The third reason to be optimistic, and I think the most important, is that British Irish identity does not have to be created from scratch. It merely needs to be resurrected. The destruction of British Irish identity only really began in Easter 1916. Before 1916, the dominant strain of Irish Nationalism did not define itself as incompatible with all things British. The great Nationalist leader John Redmond supported Irish involvement in the First World War so that loyalty to the Empire (and therefore entitlement to Home Rule) could be proved. Even after partition, C.S. Lewis, who was a Belfast Protestant, embraced his Irish identity while embracing his Britishness too.

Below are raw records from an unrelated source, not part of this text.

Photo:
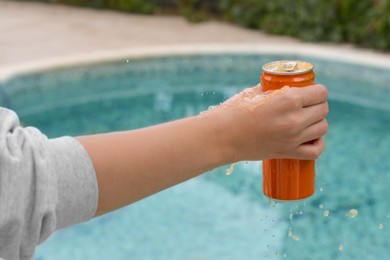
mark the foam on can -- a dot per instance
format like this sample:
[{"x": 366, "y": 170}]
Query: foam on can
[{"x": 288, "y": 179}]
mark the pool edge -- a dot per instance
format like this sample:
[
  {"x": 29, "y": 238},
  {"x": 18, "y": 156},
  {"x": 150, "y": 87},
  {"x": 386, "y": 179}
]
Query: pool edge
[{"x": 352, "y": 55}]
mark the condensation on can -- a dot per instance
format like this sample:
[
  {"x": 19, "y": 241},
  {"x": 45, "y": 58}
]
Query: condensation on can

Indeed, it is easy to forget that the Union Jack – the symbol to which Irish Nationalism is most vehemently opposed – contains the cross of St. Patrick. When it was flown by Edward Carson, it was an expression of Irish as well as British identity. Since the Troubles, few have attempted to reconcile these two identities, or indeed to recognise that they can exist side by side. Yet the growth of the “Northern Irish” response in censuses suggests that there might be an appetite for a political movement which suggests that Irish Protestants and Irish Roman Catholics are, although of two different traditions, the same people.
As Bloom discovered, there has always been an ugly strain of Nationalism which defines Irishness solely with reference to blood, soil, and language. If the north is to be incorporated into the Irish state, it cannot be this strain of Nationalism which dominates.
That means Nationalists – and indeed all Irish people – must ask uncomfortable questions about why, with a united Ireland apparently near, Protestants are embracing hardline Unionism more, not less. Until this is seriously considered, for most of Ireland’s British, Nationalism will mean little more than that squalid, racist slogan: Brits Out.